Under a microscope, the results are stark. Images shared by the team show once-healthy Staphylococcus bacteria ruptured and leaking their contents after exposure to these natural antibiotics.

Field Test Results
To test their theory, the researchers inhibited the proteasome in human cells and then exposed them to Salmonella. Bacterial levels surged. But when the proteasome was allowed to function normally, the cells secreted small peptides that stunted bacterial growth. The effect vanished when these peptides were digested by a general protease, confirming their antimicrobial role.
Digging deeper, the team used a mass spectrometry technique called MAPP (Mass-spectrometry Analysis of Proteasome Products) to catch the peptides in the act. Out of over 50,000 identified peptides, more than 1,000 had the right size and chemistry to be potent antimicrobials.
Ten of the highest-scoring candidates were synthesized and tested against a rogues’ gallery of bacteria — E. coli, Pseudomonas aeruginosa, Micrococcus luteus, and others.
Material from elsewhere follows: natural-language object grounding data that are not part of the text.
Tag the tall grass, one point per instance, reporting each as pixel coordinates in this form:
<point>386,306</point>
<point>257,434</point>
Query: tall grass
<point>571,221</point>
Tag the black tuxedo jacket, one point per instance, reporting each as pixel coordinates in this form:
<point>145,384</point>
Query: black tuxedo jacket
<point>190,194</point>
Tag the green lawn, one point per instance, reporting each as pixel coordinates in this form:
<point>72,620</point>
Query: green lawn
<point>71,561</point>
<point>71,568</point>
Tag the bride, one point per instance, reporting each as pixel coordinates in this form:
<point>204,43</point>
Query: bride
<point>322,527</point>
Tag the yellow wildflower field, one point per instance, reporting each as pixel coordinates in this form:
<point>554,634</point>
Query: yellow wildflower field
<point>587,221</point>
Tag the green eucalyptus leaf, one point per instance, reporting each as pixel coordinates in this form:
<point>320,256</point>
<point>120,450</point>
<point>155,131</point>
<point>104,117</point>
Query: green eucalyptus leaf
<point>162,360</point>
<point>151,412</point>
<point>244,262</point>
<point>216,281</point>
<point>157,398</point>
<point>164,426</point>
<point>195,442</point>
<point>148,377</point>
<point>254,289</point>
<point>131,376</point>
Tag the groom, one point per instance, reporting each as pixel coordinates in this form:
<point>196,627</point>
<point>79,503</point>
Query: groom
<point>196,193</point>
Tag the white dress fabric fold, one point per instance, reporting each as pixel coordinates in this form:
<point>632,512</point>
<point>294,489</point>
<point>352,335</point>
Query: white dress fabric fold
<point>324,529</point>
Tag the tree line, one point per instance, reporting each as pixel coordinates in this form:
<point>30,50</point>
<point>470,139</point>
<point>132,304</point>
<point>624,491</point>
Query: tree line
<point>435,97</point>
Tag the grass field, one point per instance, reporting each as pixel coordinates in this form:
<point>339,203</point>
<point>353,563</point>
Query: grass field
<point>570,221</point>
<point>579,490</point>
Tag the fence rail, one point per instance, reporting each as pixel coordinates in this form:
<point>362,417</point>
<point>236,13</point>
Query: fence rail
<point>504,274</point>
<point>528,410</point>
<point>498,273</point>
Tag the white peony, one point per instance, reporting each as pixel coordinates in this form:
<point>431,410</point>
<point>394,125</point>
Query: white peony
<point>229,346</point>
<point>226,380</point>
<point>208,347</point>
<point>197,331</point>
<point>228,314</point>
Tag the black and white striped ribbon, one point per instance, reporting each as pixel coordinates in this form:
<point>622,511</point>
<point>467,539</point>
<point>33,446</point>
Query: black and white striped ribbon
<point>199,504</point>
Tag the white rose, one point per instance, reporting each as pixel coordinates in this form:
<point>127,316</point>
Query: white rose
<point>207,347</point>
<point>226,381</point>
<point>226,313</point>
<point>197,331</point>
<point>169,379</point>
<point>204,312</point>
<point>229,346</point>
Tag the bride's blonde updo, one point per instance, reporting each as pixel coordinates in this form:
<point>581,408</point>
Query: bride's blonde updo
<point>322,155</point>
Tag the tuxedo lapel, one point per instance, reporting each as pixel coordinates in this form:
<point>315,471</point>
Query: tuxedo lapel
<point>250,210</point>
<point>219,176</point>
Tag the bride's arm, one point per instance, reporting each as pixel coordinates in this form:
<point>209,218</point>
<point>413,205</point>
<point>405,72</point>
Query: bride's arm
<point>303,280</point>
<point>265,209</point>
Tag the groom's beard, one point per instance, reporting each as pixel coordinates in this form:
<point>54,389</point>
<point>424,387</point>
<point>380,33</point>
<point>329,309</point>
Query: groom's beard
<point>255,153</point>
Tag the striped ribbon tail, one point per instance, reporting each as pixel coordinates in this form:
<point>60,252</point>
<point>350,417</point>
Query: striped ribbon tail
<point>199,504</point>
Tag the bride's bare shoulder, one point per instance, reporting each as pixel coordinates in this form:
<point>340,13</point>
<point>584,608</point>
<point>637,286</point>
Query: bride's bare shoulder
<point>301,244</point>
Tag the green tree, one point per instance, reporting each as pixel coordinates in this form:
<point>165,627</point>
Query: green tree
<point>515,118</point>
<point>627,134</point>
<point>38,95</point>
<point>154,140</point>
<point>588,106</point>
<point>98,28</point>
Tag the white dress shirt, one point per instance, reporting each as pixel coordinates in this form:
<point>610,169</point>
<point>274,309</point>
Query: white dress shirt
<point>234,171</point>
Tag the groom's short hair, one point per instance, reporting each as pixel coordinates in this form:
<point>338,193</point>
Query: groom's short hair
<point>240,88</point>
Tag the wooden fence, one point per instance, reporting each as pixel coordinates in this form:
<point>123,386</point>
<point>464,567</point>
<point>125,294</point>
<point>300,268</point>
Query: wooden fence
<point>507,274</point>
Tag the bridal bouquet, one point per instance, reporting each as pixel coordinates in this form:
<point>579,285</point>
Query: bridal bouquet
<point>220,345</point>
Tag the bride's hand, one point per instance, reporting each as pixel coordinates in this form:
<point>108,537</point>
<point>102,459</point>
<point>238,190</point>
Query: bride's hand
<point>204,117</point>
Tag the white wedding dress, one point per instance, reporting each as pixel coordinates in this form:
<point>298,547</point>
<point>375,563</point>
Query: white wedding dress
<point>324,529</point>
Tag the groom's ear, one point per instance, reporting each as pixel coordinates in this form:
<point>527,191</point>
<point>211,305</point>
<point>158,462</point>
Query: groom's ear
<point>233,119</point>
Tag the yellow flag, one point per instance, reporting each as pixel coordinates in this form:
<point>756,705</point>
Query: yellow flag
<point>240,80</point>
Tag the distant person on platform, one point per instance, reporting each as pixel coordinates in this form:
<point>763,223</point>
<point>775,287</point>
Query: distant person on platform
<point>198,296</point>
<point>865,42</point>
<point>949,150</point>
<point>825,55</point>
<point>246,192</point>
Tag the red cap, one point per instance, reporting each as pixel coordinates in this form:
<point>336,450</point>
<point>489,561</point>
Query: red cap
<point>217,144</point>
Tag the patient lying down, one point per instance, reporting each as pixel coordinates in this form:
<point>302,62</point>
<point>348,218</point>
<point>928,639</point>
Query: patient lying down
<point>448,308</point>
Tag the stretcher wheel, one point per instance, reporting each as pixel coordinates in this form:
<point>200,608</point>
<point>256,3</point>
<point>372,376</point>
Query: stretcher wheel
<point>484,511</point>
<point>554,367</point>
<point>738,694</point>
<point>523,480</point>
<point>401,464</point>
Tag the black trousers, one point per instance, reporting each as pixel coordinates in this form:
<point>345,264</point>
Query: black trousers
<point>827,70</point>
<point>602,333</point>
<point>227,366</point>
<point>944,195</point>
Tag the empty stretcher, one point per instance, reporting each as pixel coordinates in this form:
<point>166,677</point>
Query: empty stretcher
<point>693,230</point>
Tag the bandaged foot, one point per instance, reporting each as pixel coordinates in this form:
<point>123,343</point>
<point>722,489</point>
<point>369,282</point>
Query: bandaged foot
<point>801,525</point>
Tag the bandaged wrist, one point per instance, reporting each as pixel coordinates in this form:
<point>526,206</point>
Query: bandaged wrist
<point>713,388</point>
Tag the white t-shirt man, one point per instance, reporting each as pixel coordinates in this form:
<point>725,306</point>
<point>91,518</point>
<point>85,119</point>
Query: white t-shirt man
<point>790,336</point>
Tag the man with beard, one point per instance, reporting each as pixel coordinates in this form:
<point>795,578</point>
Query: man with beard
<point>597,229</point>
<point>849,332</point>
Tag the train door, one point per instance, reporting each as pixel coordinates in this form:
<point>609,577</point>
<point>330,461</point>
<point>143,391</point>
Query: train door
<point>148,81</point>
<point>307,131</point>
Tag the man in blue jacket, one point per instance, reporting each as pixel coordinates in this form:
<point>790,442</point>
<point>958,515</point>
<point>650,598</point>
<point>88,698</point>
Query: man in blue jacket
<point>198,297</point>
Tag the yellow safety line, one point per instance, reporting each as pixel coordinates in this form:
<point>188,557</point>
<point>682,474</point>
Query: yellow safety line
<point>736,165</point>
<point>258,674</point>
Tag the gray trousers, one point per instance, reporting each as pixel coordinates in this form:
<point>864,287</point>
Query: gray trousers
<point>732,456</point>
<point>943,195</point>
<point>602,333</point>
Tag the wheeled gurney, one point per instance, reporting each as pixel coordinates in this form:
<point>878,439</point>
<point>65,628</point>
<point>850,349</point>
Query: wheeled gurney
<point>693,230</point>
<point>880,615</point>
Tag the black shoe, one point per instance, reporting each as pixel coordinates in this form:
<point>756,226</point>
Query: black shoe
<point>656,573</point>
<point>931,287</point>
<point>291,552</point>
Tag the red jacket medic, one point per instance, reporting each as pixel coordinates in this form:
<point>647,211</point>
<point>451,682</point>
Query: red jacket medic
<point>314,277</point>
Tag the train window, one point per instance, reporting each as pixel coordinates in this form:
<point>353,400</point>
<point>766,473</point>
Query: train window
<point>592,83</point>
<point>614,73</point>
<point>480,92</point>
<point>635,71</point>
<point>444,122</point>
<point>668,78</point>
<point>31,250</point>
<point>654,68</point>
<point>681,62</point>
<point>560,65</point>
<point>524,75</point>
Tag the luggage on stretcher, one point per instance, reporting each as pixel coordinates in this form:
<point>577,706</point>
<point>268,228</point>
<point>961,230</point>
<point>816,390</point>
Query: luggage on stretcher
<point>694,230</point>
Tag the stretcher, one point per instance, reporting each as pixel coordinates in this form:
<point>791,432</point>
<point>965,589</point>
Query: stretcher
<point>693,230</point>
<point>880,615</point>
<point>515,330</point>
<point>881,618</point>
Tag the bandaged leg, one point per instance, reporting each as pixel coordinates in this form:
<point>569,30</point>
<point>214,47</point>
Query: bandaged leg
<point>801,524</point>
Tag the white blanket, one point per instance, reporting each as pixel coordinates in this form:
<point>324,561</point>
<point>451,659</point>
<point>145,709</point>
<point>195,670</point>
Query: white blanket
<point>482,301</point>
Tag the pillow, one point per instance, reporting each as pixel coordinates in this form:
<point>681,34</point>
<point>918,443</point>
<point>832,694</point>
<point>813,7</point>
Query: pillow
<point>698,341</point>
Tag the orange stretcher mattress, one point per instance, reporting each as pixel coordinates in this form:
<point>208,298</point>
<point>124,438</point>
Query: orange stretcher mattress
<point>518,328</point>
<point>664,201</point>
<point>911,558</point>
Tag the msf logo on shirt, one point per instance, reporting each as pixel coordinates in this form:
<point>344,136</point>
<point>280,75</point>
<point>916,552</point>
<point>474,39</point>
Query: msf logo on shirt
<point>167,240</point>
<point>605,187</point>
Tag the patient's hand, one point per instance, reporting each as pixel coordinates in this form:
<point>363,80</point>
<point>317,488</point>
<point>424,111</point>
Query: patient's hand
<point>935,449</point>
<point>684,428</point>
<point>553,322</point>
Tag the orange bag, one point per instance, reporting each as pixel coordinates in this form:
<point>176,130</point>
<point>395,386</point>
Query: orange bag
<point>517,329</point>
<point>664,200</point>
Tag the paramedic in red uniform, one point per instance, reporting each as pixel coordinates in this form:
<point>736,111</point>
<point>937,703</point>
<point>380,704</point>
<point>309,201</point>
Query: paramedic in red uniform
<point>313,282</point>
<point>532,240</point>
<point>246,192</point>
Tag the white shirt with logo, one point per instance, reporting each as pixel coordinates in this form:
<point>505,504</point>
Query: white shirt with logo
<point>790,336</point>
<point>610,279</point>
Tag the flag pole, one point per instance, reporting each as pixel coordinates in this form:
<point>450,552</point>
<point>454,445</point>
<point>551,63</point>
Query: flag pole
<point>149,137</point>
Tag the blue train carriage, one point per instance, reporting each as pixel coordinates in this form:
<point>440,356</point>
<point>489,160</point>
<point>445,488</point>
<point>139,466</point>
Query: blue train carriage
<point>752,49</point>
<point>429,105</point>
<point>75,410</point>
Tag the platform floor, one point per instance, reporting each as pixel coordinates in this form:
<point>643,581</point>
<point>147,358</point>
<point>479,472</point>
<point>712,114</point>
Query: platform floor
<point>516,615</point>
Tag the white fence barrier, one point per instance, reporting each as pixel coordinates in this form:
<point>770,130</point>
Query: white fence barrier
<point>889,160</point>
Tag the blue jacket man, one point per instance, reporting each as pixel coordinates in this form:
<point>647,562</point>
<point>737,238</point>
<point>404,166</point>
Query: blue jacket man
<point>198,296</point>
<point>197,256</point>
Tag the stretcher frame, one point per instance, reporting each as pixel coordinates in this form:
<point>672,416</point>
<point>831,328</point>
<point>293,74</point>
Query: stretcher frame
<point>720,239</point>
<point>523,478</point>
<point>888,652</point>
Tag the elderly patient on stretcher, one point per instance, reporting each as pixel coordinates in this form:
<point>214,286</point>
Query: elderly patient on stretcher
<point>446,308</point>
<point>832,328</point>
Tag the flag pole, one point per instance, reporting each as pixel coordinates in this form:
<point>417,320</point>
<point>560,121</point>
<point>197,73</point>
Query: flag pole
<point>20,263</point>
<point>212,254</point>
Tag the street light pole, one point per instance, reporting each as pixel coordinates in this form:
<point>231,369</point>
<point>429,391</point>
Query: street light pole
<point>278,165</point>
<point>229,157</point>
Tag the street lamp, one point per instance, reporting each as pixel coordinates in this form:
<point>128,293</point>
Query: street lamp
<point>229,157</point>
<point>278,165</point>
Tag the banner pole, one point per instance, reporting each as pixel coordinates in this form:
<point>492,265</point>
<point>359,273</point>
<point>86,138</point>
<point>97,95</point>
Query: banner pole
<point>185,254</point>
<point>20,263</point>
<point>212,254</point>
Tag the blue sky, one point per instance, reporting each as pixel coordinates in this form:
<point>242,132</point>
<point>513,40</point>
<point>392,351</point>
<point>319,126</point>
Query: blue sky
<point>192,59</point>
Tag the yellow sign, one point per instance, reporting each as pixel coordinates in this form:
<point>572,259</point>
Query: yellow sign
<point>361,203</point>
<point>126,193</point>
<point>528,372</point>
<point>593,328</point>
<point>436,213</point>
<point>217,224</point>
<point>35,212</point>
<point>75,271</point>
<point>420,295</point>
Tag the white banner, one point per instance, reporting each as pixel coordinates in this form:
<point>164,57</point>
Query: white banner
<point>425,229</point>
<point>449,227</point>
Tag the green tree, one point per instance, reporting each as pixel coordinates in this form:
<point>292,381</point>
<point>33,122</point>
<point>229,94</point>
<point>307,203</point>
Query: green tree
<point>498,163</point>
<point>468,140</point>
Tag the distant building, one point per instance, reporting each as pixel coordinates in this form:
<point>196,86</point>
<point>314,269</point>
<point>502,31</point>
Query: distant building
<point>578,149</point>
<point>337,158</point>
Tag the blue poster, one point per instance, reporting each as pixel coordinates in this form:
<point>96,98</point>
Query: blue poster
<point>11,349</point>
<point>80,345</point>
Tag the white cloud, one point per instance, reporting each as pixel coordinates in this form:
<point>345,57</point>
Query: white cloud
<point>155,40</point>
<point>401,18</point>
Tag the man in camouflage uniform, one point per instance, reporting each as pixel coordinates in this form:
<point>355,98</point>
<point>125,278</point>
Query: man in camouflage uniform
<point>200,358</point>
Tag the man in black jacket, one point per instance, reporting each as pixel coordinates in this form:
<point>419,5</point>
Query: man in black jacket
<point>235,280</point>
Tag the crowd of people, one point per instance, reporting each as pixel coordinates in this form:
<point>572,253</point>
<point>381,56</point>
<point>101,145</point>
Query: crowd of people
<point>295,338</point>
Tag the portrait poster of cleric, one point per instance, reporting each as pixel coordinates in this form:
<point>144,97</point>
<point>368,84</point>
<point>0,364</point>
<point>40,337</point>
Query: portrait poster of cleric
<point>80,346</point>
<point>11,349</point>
Most were vulnerable to the new peptides, which worked in a dose-dependent fashion. The peptides showed no toxic effects on mammalian cells.
One standout was a peptide derived from PPP1CB, a protein involved in phosphatase regulation. Not only did it kill bacteria in lab dishes, but it also reduced bacterial load in infected mice and even boosted survival rates in a mouse model of sepsis when compared to standard antibiotic treatment.

A New Approach in the Antibiotics Crisis
To fully appreciate the significance of this discovery, it’s important to consider the global antibiotic crisis we’re currently in.
Antimicrobial resistance (AMR) is one of the most pressing health challenges of the 21st century. As bacteria evolve to resist the drugs we use against them, infections that were once easily treated—urinary tract infections, pneumonia, sepsis—become deadlier.
In the UK alone, AMR is directly responsible for 7,600 deaths each year and contributes to more than 35,000, according to a recent National Audit Office report. Globally, the figure is over a million deaths annually, and climbing.
Yet the pipeline for new antibiotics has been drying up. Traditional sources—soil microbes and synthetic chemistry—have not kept pace with the growing resistance. That’s what makes the discovery so compelling: it could offer a new way to fight infections.
The fact that these antimicrobial peptides originate from our own cells also offers a potential safety advantage. Drugs derived from them might be less likely to trigger harmful immune reactions, streamlining their development.
“What’s really exciting about this is it’s a totally undiscovered process by which anti-germ molecules are made inside our cells,” said Professor Daniel Davis, an immunologist at Imperial College London. “It feels profoundly important and surprising.”
But he also urged patience. This new source of antibiotics still needs to be tested and that will take time. It might be a breakthrough, but it’s not a usable solution just yet.
If these peptides can be harnessed and refined, they may one day provide a powerful new defense — not just as drugs, but as an entirely new concept of self-made immunity.
The findings were published in Nature on March 27.